Hot Take 1: Virtualize GPUs with Google Compute Engine VMs
Google had big announcements last week leading up to this Google Next this week, including announcing a Compute Engine A2 (Accelerator Optimized) Virtual Machines with NVIDIA Ampere A100 GPUs in the google enterprise cloud. This is the 1st A100 based offering in the public cloud. You can get up to 16 GPUs with 1 VM. They make the multi-GPU workloads faster with NVIDIA HGX server platform which offers NVLink GPU-to-GPU bandwidth. So not only can you virtualize GPUs, you can do it in the public cloud.
Who would want that infrastructure? Any organization running CUDA based ML training, or even traditional HPC workloads. These are just infrastructures, you need to understand the app if you’re the one who is architecting the solution. If you need a 101 on how ML or HPC apps work (both are underpinnings of AI apps), and architectures for them, check out the VMworld presentation I did a couple of years ago with Tony Foster.

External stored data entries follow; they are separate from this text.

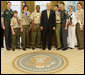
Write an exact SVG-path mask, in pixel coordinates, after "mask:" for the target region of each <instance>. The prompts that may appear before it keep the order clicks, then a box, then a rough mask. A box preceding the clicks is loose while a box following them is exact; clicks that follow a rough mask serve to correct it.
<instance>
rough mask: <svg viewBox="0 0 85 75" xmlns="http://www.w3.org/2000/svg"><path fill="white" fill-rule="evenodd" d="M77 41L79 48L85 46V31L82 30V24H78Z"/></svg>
mask: <svg viewBox="0 0 85 75" xmlns="http://www.w3.org/2000/svg"><path fill="white" fill-rule="evenodd" d="M76 32H77V41H78V46H79V48H84V31H81V30H80V24H79V23H77V25H76Z"/></svg>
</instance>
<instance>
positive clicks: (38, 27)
mask: <svg viewBox="0 0 85 75" xmlns="http://www.w3.org/2000/svg"><path fill="white" fill-rule="evenodd" d="M40 17H41V12H39V13H37V12H36V11H35V12H33V13H32V14H31V20H32V21H33V23H34V24H33V26H32V47H34V48H35V47H40V45H41V31H40ZM33 27H35V31H34V30H33Z"/></svg>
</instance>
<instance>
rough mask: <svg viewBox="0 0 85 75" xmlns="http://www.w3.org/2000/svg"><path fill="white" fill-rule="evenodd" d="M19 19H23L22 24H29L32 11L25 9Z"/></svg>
mask: <svg viewBox="0 0 85 75" xmlns="http://www.w3.org/2000/svg"><path fill="white" fill-rule="evenodd" d="M19 19H21V20H22V25H29V24H30V12H29V11H23V12H22V13H21V14H20V16H19Z"/></svg>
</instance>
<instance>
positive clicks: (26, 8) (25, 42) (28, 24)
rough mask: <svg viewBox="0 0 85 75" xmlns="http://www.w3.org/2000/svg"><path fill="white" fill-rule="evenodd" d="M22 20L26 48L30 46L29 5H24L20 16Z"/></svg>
mask: <svg viewBox="0 0 85 75" xmlns="http://www.w3.org/2000/svg"><path fill="white" fill-rule="evenodd" d="M19 19H20V22H21V24H22V29H23V32H22V49H23V50H26V48H29V28H30V12H29V11H28V8H27V6H26V5H25V6H24V10H23V12H22V13H21V14H20V16H19Z"/></svg>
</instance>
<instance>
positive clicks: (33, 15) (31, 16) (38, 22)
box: [30, 11, 41, 24]
mask: <svg viewBox="0 0 85 75" xmlns="http://www.w3.org/2000/svg"><path fill="white" fill-rule="evenodd" d="M40 17H41V12H39V13H38V12H36V11H35V12H33V13H32V14H31V17H30V18H31V20H33V22H34V24H40Z"/></svg>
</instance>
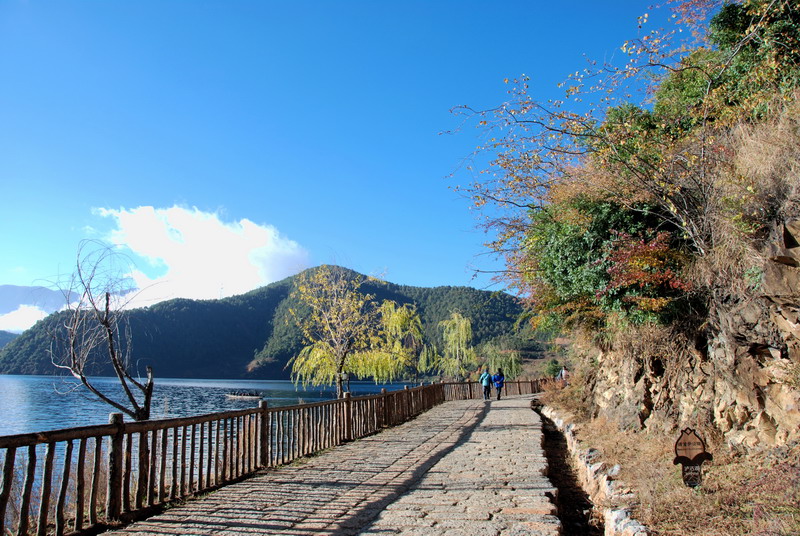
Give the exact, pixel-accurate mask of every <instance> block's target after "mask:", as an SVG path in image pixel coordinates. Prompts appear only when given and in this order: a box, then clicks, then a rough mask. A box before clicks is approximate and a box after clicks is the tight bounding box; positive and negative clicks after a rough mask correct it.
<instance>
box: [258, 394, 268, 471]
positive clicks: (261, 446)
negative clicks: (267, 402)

These types of apps need lots and lots of server to server or VM to VM communication – and that communication needs to happen much quicker than traditional networking transports can handle, and process lots and lots more data compute in a lower amount of time than CPU architectures can handle. Once you understand that data scientists will figure out which algorithm is to be used, as an ops person you can figure out the architectures to support them.
Hot Take 2: Virtualize GPUs with VMware Bitfusion
VMware Bitfusion is now GA and available to VMware customers as a part of vSphere. This means if you are a current ENT+ customer, you can download Bitfusion as an “add-on” that is accessed via an OVA ( check the install guide on the vmware.com HardwareAccelerators page). There is also a nominal fee per GPU.
So what does Bitfusion bring to a ML/AI architecture? Bitfusion can virtualize GPUs, meaning an app can run anyplace and access the GPU when it’s time to do the processing. I’m sure they will have some great presentations at VMworld on how all this works.
Events
Info Sources
YouTube is a great data source, all the kids are using and so should you!
Real Talk
If you don’t understand what ML/DL/AI is, and you’re responsible for architecting solutions, you need to get your learn on. Also, if you’re a traditional server vendor, you need to really understand that HPC is happening in the cloud, using virtual machines.
Times are changing, I think we’re going to need to hold onto our hats for the next few years as we try to keep up!